Aujourd’hui, nous vous parlons de la situation en Angleterre. Comment analyser ces émeutes qui ont fait leurs premières victimes hier ?

Que se passe-t-il donc ces derniers jours chez nos amis britanniques, à Londres en particulier mais aussi à Bristol, Birmingham, Liverpool et à présent Manchester ? Les images sont fortes : des émeutes qui ne faiblissent pas, des policiers débordés qui reculent, des façades d’immeubles, des vitrines et des véhicules saccagés, un premier ministre qui écourte ses vacances.

En premier lieu, une réalité sociogéographique essentielle : à Londres, pas de périf au-delà duquel s’étend une banlieue exotique et inquiétante où l’on ne se rend jamais. Des quartiers pauvres voire très pauvres, côtoient des quartiers riches, voire très riches. Parfois, seule une rue les sépare et les habitants respectifs se voient, s’entendent, se croisent au quotidien.

Fait intéressant ; la majorité des émeutes ont lieu précisément à la limite de ces quartiers, sur cette sorte de frontière sociale entre nantis et déshérités. Les jeunes casseurs ne sont pas beaucoup déplacés, sévissant moins au cœur du quartier huppé qu’à sa lisière à portée immédiate.

A cet égard, grande est la différence avec les émeutes dites des banlieues françaises, à l’automne 2005. Les casseurs s’étaient essentiellement concentrés sur les voitures de leurs voisins d’immeuble – souvent aussi modestes qu’eux – ainsi qu’aux infrastructures et services publics – parfois neufs du reste – de leur propre quartier. Mais ni Paris intra muros ni la plupart de ses banlieues n’avaient été touchés.

Dès qu’on parle émeutes, on pense social. Cette dimension joue-t-elle dans le cas présent ?

Incontestablement c'est ce que traduit cette géographie des violences et des dépravations. On invoquera aussi la politique très libérale de David Cameron et la fermeture de nombreuses associations locales de soutien et d’entraide, la fermeture de nombreux youth club également, ces centres très fréquentés et destinés à la jeunesse désoeuvrée. Lorsqu’on fragilise le tissu social, le risque de tension s’accroît ; rien de nouveau à cela. Et puis le contexte de crise économique générale n’arrange rien,

Donc le social, oui, mais manifestement pas l’interracial. Contrairement aux émeutes de Brixton en 1981 et des villes du nord en 2001, qui avaient vu s’affronter durement des groupes ethniques – surtout noirs et jamaïcains – et chacun d’eux avec la police, la foule des casseurs d’aujourd’hui semble plus bigarrée et ne provient pas seulement des quartiers à très forte majorité communautaire. Dans certains cas, les jeunes du quartier sont descendus le défendre.
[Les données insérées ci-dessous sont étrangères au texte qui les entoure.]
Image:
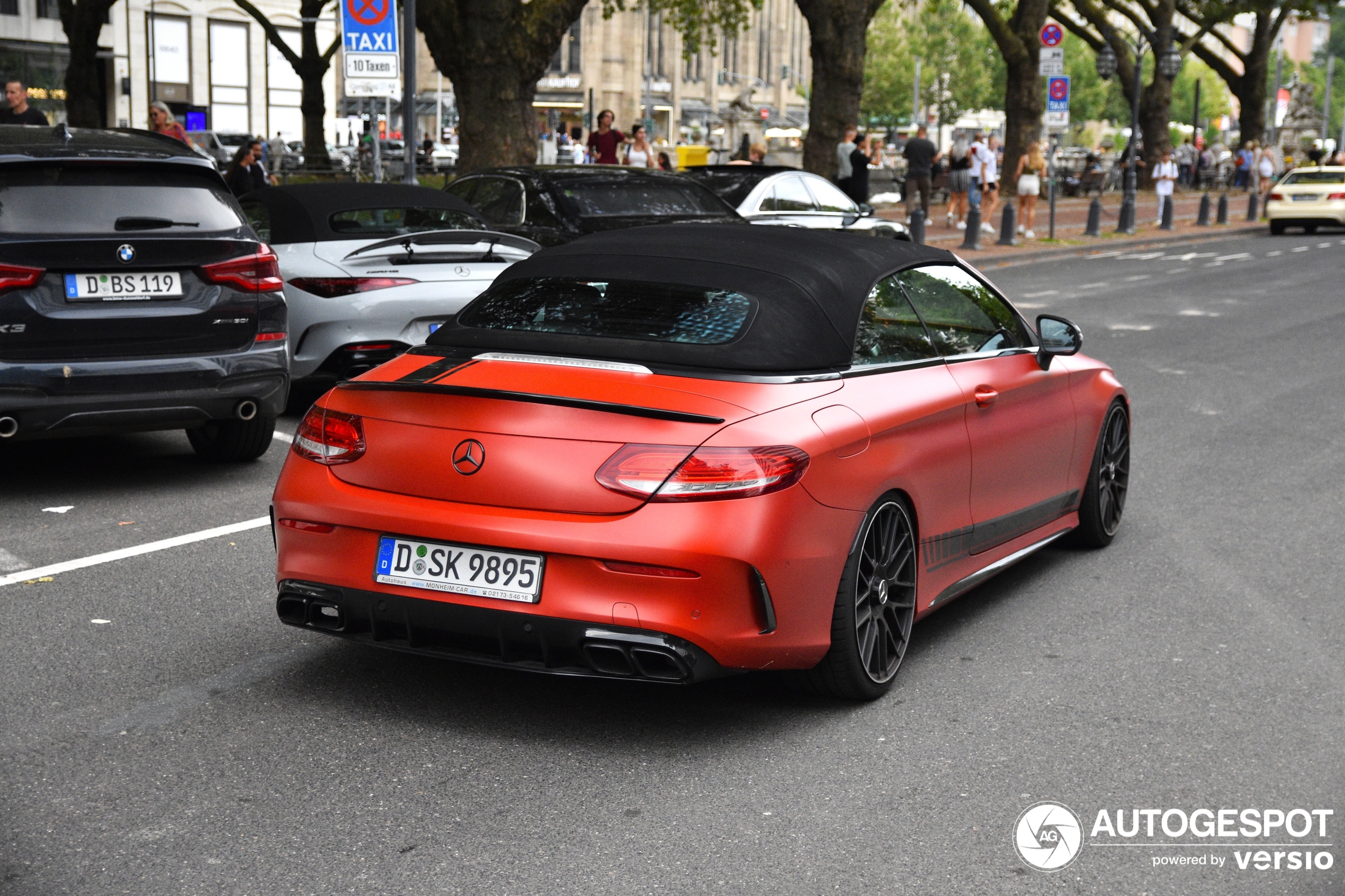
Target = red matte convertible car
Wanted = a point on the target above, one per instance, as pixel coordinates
(677, 452)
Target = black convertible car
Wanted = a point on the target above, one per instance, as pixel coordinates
(554, 205)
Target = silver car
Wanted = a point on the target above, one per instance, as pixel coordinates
(793, 198)
(373, 269)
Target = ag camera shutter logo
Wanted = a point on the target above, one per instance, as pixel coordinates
(1048, 836)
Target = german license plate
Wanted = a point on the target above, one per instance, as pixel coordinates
(124, 286)
(459, 568)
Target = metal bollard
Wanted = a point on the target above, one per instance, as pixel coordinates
(1008, 226)
(973, 238)
(1094, 218)
(1203, 220)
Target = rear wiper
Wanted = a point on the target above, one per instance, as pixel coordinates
(153, 223)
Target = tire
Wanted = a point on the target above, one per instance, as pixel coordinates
(871, 624)
(233, 441)
(1109, 480)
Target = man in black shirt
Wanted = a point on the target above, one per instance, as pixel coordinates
(920, 156)
(19, 112)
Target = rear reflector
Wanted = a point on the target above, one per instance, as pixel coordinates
(19, 277)
(641, 568)
(334, 286)
(304, 526)
(663, 473)
(258, 273)
(330, 437)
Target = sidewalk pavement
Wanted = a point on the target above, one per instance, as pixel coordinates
(1071, 221)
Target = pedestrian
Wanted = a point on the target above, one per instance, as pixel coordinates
(1032, 166)
(844, 151)
(162, 123)
(604, 141)
(641, 155)
(920, 155)
(990, 185)
(237, 175)
(857, 186)
(960, 182)
(18, 112)
(1165, 175)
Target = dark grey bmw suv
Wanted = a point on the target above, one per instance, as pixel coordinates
(133, 295)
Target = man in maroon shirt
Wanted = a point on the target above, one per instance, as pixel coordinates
(604, 141)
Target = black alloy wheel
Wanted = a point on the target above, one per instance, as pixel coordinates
(875, 610)
(1109, 481)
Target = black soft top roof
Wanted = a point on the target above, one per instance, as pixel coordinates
(809, 285)
(302, 213)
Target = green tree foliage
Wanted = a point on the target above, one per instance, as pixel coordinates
(961, 66)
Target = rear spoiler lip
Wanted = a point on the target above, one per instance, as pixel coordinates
(505, 395)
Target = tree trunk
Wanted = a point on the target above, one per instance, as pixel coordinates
(838, 31)
(85, 104)
(494, 51)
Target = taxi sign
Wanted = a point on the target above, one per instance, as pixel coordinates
(369, 48)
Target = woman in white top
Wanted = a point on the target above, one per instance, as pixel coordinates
(641, 155)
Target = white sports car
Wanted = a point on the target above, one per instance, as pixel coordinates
(373, 269)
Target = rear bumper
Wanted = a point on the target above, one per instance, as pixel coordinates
(53, 400)
(494, 637)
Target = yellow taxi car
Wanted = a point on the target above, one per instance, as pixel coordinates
(1308, 198)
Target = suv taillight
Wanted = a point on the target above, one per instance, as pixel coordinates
(330, 437)
(258, 273)
(663, 473)
(19, 277)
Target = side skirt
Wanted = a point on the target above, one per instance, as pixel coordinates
(994, 568)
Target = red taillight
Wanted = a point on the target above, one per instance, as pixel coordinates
(643, 568)
(334, 286)
(19, 277)
(330, 437)
(306, 526)
(257, 273)
(665, 473)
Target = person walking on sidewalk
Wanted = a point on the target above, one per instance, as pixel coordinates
(920, 155)
(1165, 175)
(1030, 168)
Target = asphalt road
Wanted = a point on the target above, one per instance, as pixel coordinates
(194, 745)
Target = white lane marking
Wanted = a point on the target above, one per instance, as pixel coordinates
(136, 551)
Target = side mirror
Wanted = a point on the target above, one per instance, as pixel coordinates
(1057, 336)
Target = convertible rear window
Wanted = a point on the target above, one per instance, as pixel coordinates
(615, 310)
(89, 199)
(1313, 178)
(394, 222)
(643, 196)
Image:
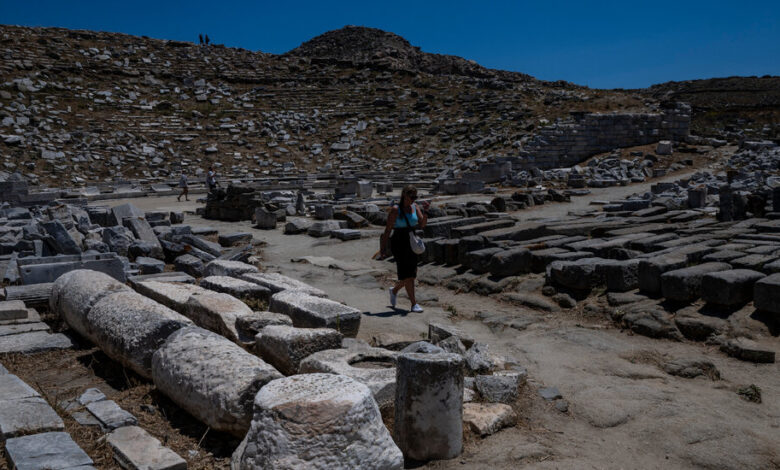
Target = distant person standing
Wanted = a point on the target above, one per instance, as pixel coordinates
(185, 187)
(211, 179)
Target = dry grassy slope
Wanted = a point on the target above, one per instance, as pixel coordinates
(153, 103)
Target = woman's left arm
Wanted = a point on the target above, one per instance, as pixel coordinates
(422, 216)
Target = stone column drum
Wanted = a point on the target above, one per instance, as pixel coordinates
(429, 405)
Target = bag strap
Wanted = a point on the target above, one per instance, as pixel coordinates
(401, 210)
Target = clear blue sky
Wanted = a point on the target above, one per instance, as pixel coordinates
(603, 44)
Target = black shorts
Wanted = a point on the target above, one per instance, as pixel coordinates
(405, 258)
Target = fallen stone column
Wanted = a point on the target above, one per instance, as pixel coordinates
(380, 380)
(212, 378)
(429, 405)
(74, 293)
(129, 328)
(308, 311)
(317, 421)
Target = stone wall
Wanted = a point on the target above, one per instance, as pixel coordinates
(569, 142)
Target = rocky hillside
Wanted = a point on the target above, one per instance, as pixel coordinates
(747, 104)
(360, 46)
(82, 108)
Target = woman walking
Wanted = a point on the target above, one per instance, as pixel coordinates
(404, 218)
(185, 187)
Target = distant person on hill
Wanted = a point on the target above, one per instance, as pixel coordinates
(404, 217)
(185, 187)
(211, 179)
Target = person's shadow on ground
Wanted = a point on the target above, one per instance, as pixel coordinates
(390, 313)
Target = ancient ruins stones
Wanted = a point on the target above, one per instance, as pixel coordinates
(429, 405)
(212, 378)
(129, 328)
(299, 422)
(308, 311)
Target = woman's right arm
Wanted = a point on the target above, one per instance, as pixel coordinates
(388, 228)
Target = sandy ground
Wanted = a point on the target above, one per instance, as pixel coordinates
(624, 411)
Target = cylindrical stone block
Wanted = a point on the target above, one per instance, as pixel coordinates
(76, 292)
(429, 405)
(317, 422)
Quelles sont les revendications des émeutiers ? A-t-on déjà des éléments là-dessus ?

Pour l’heure, pas de mots d’ordre, pas de meneurs, pas d’objectifs politiques apparents. De la tactique, oui, dans le contournement des forces de l’ordre pendant l’émeute et dans l’usage des réseaux sociaux, mais pas de stratégie au sens où l’on chercherait à négocier quelque chose.

C’est peut-être à ce niveau qu’on doit s’interroger un instant : le besoin de justice sociale n’a-t-il pas quelquefois bon dos ? Quelle furent ces derniers jours les cibles privilégiées des émeutiers ? Des commissariats, des ministères, des partis politiques, des sièges sociaux de multinationales, des boulangeries, des officines d’extrême-droite ? Rien de tout cela. Des voitures, et surtout des vitrines de magasins de vêtements de marque, de téléphonie, d’informatique. Où finit l’explication sociale d’une violence urbaine, où commence la justification d’une rage de consommer en pillant, et surtout de vandaliser ?

Quoi qu’il en soit, l’une des images les plus tristes de ces derniers jours, c’est le recul et l’impuissance de la police, comme à Tottenham. Dans une démocratie, le droit de manifester est entier, le droit à l’émeute n’existe pas. Le monopole de la violence légitime – selon la célèbre formule de Max Weber – doit rester à l’Etat. Et le Royaume-Uni est une grande démocratie.